À plat ventre, Elwen hurla son nom, il tourna lentement la tête vers elle mais ce ne fut pas de la surprise qui se lit sur ses traits. Ses yeux portaient un étrange mélange de tristesse et de honte. Il la regardait comme s'il venait de la trahir, comme s'il comprenait enfin que le monstre de ses nuits s'était caché toutes ces années sous les traits de sa mère. Et Elwen sut alors qu'il avait fait quelque chose d'horrible. Rien qu'à ce regard, elle comprit tout. Ses yeux murmuraient quelque chose, quelque chose qui pouvait très bien se traduire en deux mots.

« Pardonne moi. »

Elwen avait bien appris avec les années que ces mots sont le soupir d'un drame, d'une tragédie à venir. Ils précèdent la mort.

Elwen sentait ses lèvres trembler, elle aurait voulu lui crier que tout ce que ces personnes lui disaient était faux. Au lieu de ça, seul un gémissement d'abattement s'échappa d'elle.
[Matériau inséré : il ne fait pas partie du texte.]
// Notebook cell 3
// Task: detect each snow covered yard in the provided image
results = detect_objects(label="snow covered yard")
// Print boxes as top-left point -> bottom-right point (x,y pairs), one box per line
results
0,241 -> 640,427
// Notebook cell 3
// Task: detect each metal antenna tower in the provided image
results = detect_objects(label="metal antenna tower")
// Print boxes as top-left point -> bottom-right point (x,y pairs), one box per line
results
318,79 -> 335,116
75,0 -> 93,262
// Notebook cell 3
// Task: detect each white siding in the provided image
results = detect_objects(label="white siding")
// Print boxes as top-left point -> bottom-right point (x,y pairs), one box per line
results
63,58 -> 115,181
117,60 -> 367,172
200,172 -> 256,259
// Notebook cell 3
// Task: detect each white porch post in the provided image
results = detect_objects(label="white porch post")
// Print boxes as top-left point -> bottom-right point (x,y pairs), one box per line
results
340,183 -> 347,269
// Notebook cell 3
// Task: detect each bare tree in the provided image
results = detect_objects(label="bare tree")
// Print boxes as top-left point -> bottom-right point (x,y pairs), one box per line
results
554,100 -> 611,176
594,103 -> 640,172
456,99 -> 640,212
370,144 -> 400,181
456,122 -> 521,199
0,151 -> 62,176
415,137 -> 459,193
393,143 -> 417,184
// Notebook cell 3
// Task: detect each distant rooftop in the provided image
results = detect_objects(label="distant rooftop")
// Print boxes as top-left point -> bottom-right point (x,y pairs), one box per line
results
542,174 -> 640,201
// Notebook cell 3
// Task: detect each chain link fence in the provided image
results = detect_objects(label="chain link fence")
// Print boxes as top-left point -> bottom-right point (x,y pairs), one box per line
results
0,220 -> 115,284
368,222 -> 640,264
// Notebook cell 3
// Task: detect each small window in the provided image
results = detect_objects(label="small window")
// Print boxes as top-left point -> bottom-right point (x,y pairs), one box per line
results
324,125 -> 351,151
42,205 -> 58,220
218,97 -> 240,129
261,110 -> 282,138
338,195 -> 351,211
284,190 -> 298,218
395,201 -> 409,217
Et la fille qui n'avait plus d'espoir ferma les yeux à l'unisson de la porte. Son fils disparut dans les ténèbres. Les centaines de mains l'emportèrent de nouveau vers les profondeurs de la terre et le noir se fit total.

Elwen s'assit contre une des parois de sa prison, regroupa ses jambes en les entourant de ses bras avant d'y cacher sa tête. Si même Hélios se détournait d'elle, plus rien ne pouvait avoir de sens. Elle voulut se laisser mourir ainsi, accablée par ce regard qui ne quittait pas ses pensées, un trou béant au milieu du corps d'où s'échappait tout ce en quoi elle avait cru de bon.


1991 TA

On vint un jour chercher Elwen pour la sortir des ténèbres terrifiantes dans lesquelles elle s'enfonçait depuis plus de deux ans. Hélios n'était jamais venu, aucun n'était venu la tourmenter. Elwen avait supplié Elenwë de les faire revenir, à genoux, de grosses larmes roulant sur ses joues, elle avait prié pour revoir le visage de son fils, de Mistrid, d'Aeglos et de tous les autres.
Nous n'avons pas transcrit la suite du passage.